Dangerous cancer being researched by University of Lethbridge scientists

Kamiko Bressler, a masters student, prepares a cell culture in Dr. Nehal Thakor’s lab at the University of Lethbridge on Jan. 21, 2018.  

An aggressive type of cancer is being researched at the University of Lethbridge in hope of finding a cure. It is the same type of cancer that took notable figures such as Gordon Downie of the Tragically Hip and US Senator John McCain.

Glioblastoma is a form of brain tumour which has a median survival time of 15 months because of the tumour’s resistance to current therapeutic approaches.

“After diagnosis, it has a very poor prognosis. Even with radiation therapy, surgical removal or chemotherapy, the survival time doesn’t improve.

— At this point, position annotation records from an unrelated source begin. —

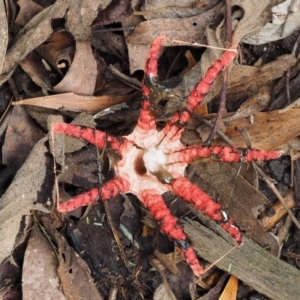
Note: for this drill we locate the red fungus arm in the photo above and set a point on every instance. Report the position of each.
(201, 201)
(168, 224)
(224, 154)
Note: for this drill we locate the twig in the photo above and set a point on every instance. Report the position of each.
(222, 106)
(288, 73)
(221, 111)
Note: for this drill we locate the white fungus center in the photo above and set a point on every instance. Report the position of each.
(154, 160)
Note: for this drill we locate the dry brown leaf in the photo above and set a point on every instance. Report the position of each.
(39, 273)
(80, 17)
(245, 81)
(3, 35)
(25, 135)
(251, 12)
(162, 294)
(115, 11)
(32, 64)
(285, 21)
(245, 21)
(253, 104)
(270, 130)
(58, 50)
(32, 35)
(153, 9)
(230, 291)
(186, 29)
(28, 9)
(21, 197)
(75, 278)
(82, 74)
(241, 199)
(76, 103)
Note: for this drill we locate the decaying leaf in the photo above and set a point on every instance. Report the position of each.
(74, 102)
(32, 35)
(285, 21)
(22, 196)
(39, 277)
(4, 34)
(82, 74)
(238, 196)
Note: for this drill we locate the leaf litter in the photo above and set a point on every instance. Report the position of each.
(57, 63)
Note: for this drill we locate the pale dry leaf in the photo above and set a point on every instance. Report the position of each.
(36, 31)
(285, 22)
(154, 9)
(76, 103)
(82, 74)
(39, 273)
(270, 130)
(21, 197)
(239, 197)
(3, 34)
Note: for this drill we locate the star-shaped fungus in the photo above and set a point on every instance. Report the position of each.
(153, 162)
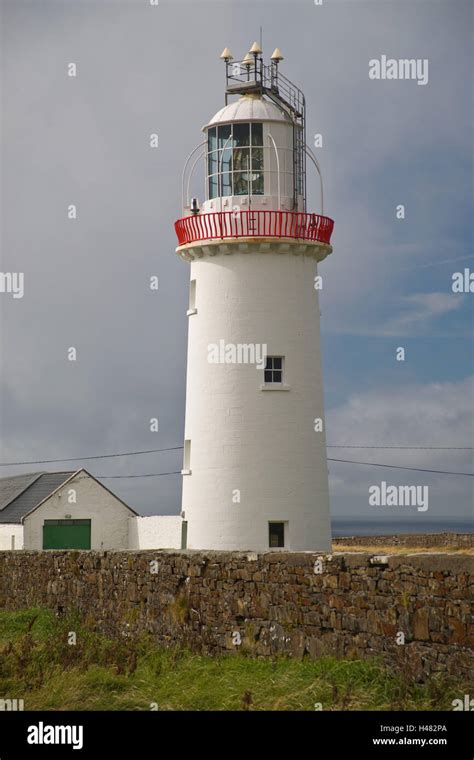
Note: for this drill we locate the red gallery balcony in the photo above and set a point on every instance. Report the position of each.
(250, 224)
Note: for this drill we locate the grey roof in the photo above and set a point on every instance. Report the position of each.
(22, 493)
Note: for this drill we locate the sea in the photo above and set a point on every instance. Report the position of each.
(349, 526)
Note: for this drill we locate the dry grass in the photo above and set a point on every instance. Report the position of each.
(38, 665)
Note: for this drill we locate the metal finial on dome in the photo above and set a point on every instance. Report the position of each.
(256, 49)
(226, 55)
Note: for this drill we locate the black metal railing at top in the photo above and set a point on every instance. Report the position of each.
(240, 224)
(268, 77)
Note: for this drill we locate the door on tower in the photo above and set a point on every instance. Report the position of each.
(67, 534)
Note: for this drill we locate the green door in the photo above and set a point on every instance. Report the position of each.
(67, 534)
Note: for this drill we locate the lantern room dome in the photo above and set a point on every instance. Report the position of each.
(249, 108)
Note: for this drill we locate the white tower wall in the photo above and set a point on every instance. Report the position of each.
(259, 442)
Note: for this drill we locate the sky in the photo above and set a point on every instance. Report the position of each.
(85, 140)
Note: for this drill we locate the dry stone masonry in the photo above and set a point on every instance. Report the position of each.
(412, 609)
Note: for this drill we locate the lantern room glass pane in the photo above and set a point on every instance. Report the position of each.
(223, 134)
(257, 183)
(212, 163)
(242, 184)
(226, 184)
(241, 159)
(213, 186)
(212, 139)
(257, 134)
(257, 158)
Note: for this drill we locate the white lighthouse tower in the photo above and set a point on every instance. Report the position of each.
(255, 468)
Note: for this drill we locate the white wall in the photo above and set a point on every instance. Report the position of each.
(259, 442)
(155, 532)
(7, 530)
(109, 517)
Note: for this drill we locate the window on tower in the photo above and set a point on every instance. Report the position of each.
(276, 535)
(273, 372)
(235, 160)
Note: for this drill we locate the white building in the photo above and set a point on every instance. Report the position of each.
(255, 467)
(62, 510)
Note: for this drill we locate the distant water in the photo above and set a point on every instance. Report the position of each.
(345, 526)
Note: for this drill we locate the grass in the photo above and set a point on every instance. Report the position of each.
(38, 665)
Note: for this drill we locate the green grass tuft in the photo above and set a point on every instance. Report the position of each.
(37, 664)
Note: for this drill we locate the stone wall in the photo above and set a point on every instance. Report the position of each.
(266, 604)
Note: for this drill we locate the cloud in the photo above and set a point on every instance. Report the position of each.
(434, 414)
(421, 309)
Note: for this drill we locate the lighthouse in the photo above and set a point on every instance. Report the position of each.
(255, 471)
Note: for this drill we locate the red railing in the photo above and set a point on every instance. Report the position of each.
(237, 224)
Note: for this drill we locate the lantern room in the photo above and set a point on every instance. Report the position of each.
(250, 158)
(255, 155)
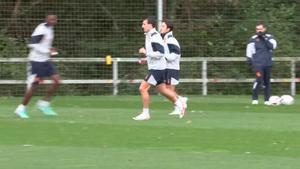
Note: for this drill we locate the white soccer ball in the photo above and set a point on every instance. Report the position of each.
(275, 100)
(286, 100)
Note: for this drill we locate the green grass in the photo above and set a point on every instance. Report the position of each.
(219, 132)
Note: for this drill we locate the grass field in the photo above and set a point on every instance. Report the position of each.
(219, 132)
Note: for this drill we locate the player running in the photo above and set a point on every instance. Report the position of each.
(172, 55)
(40, 67)
(154, 52)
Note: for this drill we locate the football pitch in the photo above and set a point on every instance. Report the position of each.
(97, 132)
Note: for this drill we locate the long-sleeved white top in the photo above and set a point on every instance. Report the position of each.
(155, 50)
(40, 43)
(172, 51)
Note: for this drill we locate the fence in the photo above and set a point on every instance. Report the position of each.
(204, 28)
(204, 75)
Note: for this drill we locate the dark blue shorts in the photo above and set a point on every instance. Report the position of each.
(172, 76)
(41, 69)
(156, 77)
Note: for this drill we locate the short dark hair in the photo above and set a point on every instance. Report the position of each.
(151, 20)
(169, 24)
(261, 23)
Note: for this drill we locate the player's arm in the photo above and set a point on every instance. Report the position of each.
(36, 39)
(270, 42)
(157, 47)
(143, 60)
(250, 51)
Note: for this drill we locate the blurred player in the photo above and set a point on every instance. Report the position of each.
(172, 55)
(156, 61)
(259, 56)
(40, 66)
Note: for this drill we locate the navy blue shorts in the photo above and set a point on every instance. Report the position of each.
(156, 77)
(172, 76)
(41, 69)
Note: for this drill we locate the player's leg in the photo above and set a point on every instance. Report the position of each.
(44, 104)
(166, 77)
(174, 98)
(267, 83)
(172, 80)
(257, 85)
(32, 82)
(144, 91)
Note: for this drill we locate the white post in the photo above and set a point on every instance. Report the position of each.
(293, 78)
(204, 77)
(115, 77)
(159, 13)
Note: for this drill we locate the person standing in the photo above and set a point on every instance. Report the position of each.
(259, 55)
(154, 52)
(172, 55)
(40, 66)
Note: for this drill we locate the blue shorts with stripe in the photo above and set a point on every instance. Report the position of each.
(41, 69)
(172, 77)
(156, 77)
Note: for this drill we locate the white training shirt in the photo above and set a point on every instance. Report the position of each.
(41, 42)
(172, 51)
(155, 50)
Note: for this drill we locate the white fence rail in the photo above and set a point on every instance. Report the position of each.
(204, 80)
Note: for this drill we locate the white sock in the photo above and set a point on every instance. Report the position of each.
(178, 103)
(43, 103)
(146, 110)
(21, 107)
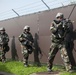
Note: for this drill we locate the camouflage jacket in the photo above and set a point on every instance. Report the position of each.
(26, 37)
(60, 29)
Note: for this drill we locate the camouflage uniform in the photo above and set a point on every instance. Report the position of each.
(4, 39)
(59, 31)
(26, 40)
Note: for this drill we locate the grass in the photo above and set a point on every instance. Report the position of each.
(17, 68)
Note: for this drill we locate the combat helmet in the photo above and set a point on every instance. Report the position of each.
(61, 15)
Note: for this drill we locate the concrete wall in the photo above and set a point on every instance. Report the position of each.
(40, 24)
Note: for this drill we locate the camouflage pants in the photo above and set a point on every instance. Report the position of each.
(53, 51)
(25, 54)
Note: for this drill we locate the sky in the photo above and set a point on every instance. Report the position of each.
(23, 7)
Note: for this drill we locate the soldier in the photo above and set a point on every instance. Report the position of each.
(26, 41)
(59, 30)
(4, 39)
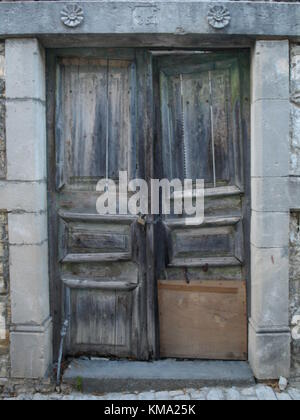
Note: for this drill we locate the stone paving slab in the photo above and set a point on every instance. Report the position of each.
(102, 376)
(254, 393)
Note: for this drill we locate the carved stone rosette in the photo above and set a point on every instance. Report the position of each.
(219, 17)
(72, 15)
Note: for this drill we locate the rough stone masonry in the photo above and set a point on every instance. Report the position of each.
(4, 286)
(295, 216)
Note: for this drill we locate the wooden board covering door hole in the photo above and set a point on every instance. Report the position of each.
(203, 319)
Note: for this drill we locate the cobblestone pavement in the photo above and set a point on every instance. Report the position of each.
(259, 392)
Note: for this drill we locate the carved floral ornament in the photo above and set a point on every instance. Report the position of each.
(72, 15)
(219, 17)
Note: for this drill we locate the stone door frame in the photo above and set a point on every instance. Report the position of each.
(24, 192)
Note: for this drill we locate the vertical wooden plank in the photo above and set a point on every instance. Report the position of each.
(149, 344)
(197, 126)
(221, 119)
(119, 122)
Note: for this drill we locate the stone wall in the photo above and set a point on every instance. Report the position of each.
(4, 284)
(295, 216)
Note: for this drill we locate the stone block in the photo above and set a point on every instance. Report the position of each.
(25, 140)
(270, 70)
(27, 228)
(295, 140)
(270, 287)
(295, 68)
(270, 194)
(29, 283)
(23, 196)
(270, 229)
(4, 366)
(31, 354)
(25, 69)
(270, 138)
(269, 354)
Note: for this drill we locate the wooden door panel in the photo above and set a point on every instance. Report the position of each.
(206, 318)
(97, 262)
(203, 133)
(201, 121)
(211, 240)
(95, 103)
(101, 321)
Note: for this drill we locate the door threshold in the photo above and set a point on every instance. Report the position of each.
(106, 376)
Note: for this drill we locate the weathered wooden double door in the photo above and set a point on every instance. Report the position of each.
(163, 287)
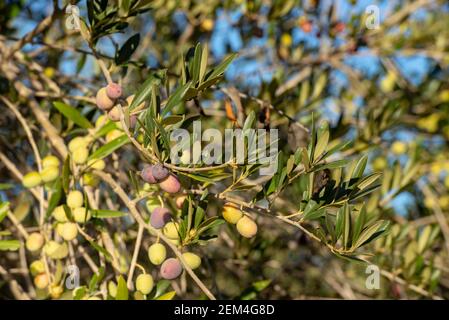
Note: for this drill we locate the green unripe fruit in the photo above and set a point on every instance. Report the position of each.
(171, 230)
(50, 161)
(41, 281)
(231, 214)
(81, 215)
(192, 260)
(67, 230)
(96, 164)
(246, 227)
(59, 214)
(157, 253)
(49, 174)
(102, 100)
(180, 201)
(56, 250)
(80, 155)
(171, 269)
(31, 179)
(170, 184)
(37, 267)
(112, 289)
(75, 199)
(144, 283)
(90, 179)
(76, 143)
(34, 242)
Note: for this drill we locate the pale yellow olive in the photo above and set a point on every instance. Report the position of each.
(59, 214)
(49, 174)
(41, 281)
(31, 179)
(75, 199)
(67, 230)
(171, 230)
(50, 161)
(81, 215)
(37, 267)
(157, 253)
(192, 260)
(35, 241)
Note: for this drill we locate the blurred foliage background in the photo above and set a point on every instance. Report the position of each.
(313, 69)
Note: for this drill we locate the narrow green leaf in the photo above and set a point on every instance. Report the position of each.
(72, 114)
(110, 147)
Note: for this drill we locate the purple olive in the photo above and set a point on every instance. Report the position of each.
(159, 217)
(147, 174)
(170, 184)
(159, 172)
(171, 269)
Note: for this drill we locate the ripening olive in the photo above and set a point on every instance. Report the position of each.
(59, 214)
(147, 174)
(171, 269)
(41, 281)
(231, 214)
(78, 142)
(80, 155)
(180, 201)
(50, 161)
(67, 230)
(37, 267)
(49, 174)
(31, 179)
(170, 184)
(114, 91)
(56, 250)
(97, 164)
(113, 134)
(75, 199)
(114, 114)
(81, 215)
(103, 101)
(157, 253)
(247, 227)
(159, 217)
(171, 230)
(112, 289)
(144, 283)
(192, 260)
(35, 241)
(101, 121)
(159, 172)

Most of the clinical drugs are not effectively working against glioblastoma. Our approach is novel in that we aren’t mimicking the traditional therapeutics,” said Dr. Nehal Thakor, a professor in the Department of Chemistry and Biochemistry and head of the team researching glioblastoma.

According to a 2012 study entitled “Recent advances in the molecular understanding of glioblastoma” published in the Journal of Neuro-Oncology, glioblastoma is the most common and most aggressive primary brain tumour.

The group is looking at how this type of cancer is able to keep itself alive by expressing pro-survival proteins through messenger RNA (mRNA) translation.

“Most cancers have dysregulated gene expression. mRNA translation is one of the components of the gene expression regulation process. Dysregulation essentially makes the cancer cells survive better,” said Thakor.

Dr. Joseph Ross, a postdoctoral fellow in Thakor’s lab, said the main difference in this cancer is its ability to keep mRNA translation effective despite treatment, specifically within the eIF5B protein.

“All cells have mRNA translation but if it becomes dysregulated – in a cancer cell for instance– then that cancer cell is going to express too much of certain types of proteins. Those could be pro-survival proteins or proteins that enable the cell to evade cell death. We found a translation factor called eIF5B that turns out to be playing a role in the incorrect expression of some of these proteins.”

The full team who worked on the study under Thakor and Ross includes Keiran Vanden Dungen, Kamiko Bressler, Mikayla Fredriksen, Divya Sharma and Nirujah Balasingam.

The team’s research on the disease is ongoing, but their study entitled “Eukaryotic initiation factor 5B (eIF5B) provides a critical cell survival switch to glioblastoma cells via regulation of apoptosis” is set to be published in the Cell Death and Disease Journal.